Phase III · Week 7 · Day 43 of 70 · 2.5 hours
"The best infrastructure doesn't solve one problem — it gives you the tools to solve every problem in the same way."
| ← Previous | Next → | 📅 Week | 🔷 Phase | 📚 Curriculum |
|---|---|---|---|---|
| Day 42: Stop & Reflect #3 | Day 44: XLA & StableHLO | Week 7: TVM Advanced & MLC | Phase III: Apache TVM Deep Dive | ML Compilers |
Every major ML compiler — XLA, TVM, Torch-MLIR, IREE, Triton — is converging on MLIR (Multi-Level Intermediate Representation) as its foundational infrastructure. MLIR was created at Google (originally for TensorFlow) and donated to the LLVM project. Unlike LLVM IR, which is a single fixed abstraction level, MLIR lets you define multiple IRs (dialects) that coexist in the same program and progressively lower through well-defined transformations. Understanding MLIR's design philosophy and key dialects is essential because it's becoming the common language for the entire ML compiler ecosystem.
Before MLIR, every ML framework built its own IR stack from scratch:
Before MLIR — Every Project Reinvents the Wheel
════════════════════════════════════════════════
TensorFlow PyTorch TVM ONNX Runtime
┌─────────┐ ┌─────────┐ ┌─────────┐ ┌─────────┐
│ TF Graph │ │ TorchIR │ │ Relay │ │ ORT Graph│
└────┬─────┘ └────┬─────┘ └────┬─────┘ └────┬─────┘
│ │ │ │
┌────▼─────┐ ┌────▼─────┐ ┌────▼─────┐ ┌────▼─────┐
│ XLA HLO │ │ Triton IR│ │ TIR │ │ Custom │
└────┬─────┘ └────┬─────┘ └────┬─────┘ └────┬─────┘
│ │ │ │
┌────▼─────┐ ┌────▼─────┐ ┌────▼─────┐ ┌────▼─────┘
│ LLVM IR │ │ LLVM IR │ │ LLVM IR │ │ Provider │
└──────────┘ └──────────┘ └──────────┘ └──────────┘
Problems:
✗ Each project writes its own passes (CSE, DCE, inlining...)

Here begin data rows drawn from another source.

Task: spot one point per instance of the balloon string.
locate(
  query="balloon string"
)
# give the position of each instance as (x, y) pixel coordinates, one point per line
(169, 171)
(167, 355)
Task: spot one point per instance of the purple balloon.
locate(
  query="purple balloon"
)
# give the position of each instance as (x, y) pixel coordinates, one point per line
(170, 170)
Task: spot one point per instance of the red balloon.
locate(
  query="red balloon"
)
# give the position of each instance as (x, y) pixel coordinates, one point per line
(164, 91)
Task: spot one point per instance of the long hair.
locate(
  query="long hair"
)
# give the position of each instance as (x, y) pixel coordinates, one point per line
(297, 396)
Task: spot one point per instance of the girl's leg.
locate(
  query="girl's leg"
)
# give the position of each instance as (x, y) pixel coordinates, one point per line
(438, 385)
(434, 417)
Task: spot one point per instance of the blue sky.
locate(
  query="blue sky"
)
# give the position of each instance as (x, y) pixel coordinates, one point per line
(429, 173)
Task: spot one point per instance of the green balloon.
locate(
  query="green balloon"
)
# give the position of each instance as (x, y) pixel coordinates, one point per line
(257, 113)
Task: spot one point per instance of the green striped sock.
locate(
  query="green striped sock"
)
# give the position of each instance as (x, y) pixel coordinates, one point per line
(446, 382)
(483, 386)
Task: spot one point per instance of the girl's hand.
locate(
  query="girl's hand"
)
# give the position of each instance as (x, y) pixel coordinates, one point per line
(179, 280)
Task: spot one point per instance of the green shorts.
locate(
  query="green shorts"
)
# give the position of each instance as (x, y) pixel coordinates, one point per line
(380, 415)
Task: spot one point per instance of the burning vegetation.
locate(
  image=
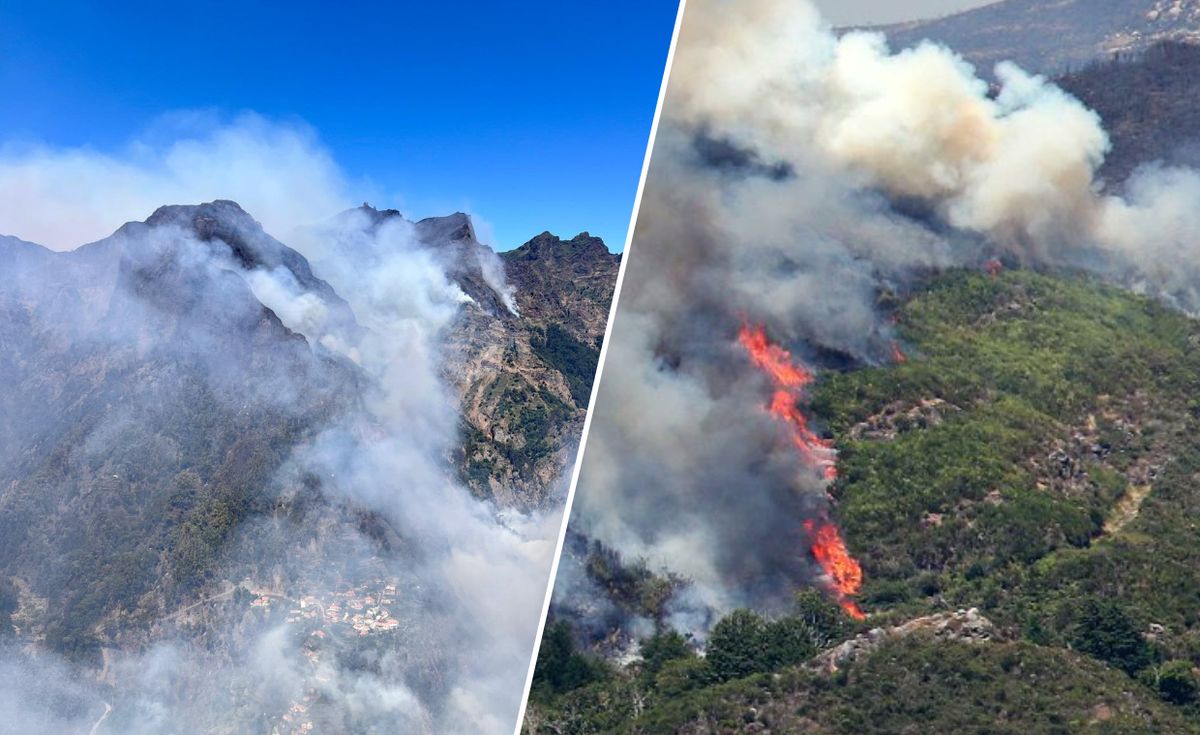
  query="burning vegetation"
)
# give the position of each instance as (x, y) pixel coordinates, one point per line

✗ No shared tooling for testing, debugging, verification
✗ Combining compilers = rewriting everything
✗ Optimization passes don't compose across projects
MLIR doesn't define one IR — it provides infrastructure for building IRs:
$$\text{MLIR} = \text{Dialect System} + \text{Pass Infrastructure} + \text{Rewrite Patterns} + \text{Verification}$$
MLIR — One Infrastructure, Many Dialects
═════════════════════════════════════════
┌──────────────────────────────────────────────────┐
│ MLIR Framework │
│ │
│ ┌─────────┐ ┌─────────┐ ┌─────────┐ ┌────────┐ │
│ │ linalg │ │ tensor │ │ stablehlo │ │ tosa │ │ ← ML dialects
│ └────┬────┘ └────┬────┘ └────┬────┘ └───┬────┘ │
│ │ │ │ │ │
│ ┌────▼────┐ ┌────▼────┐ ┌────▼────┐ │
│ │ affine │ │ scf │ │ memref │ │ ← Mid-level
│ └────┬────┘ └────┬────┘ └────┬────┘ │
│ │ │ │ │
│ ┌────▼────┐ ┌────▼────┐ ┌────▼────┐ │
│ │ arith │ │ gpu │ │ llvm │ │ ← Low-level
│ └─────────┘ └─────────┘ └─────────┘ │
│ │
│ Shared: Pass Infra, Pattern Rewriter, Verifier │
└──────────────────────────────────────────────────┘
A dialect is a namespace of operations, types, and attributes. Each dialect captures one abstraction level:
// Example: Three different dialects in ONE module
// --- tensor dialect (value semantics, no memory) ---
%result = tensor.extract_slice %input[0, 0][4, 8][1, 1]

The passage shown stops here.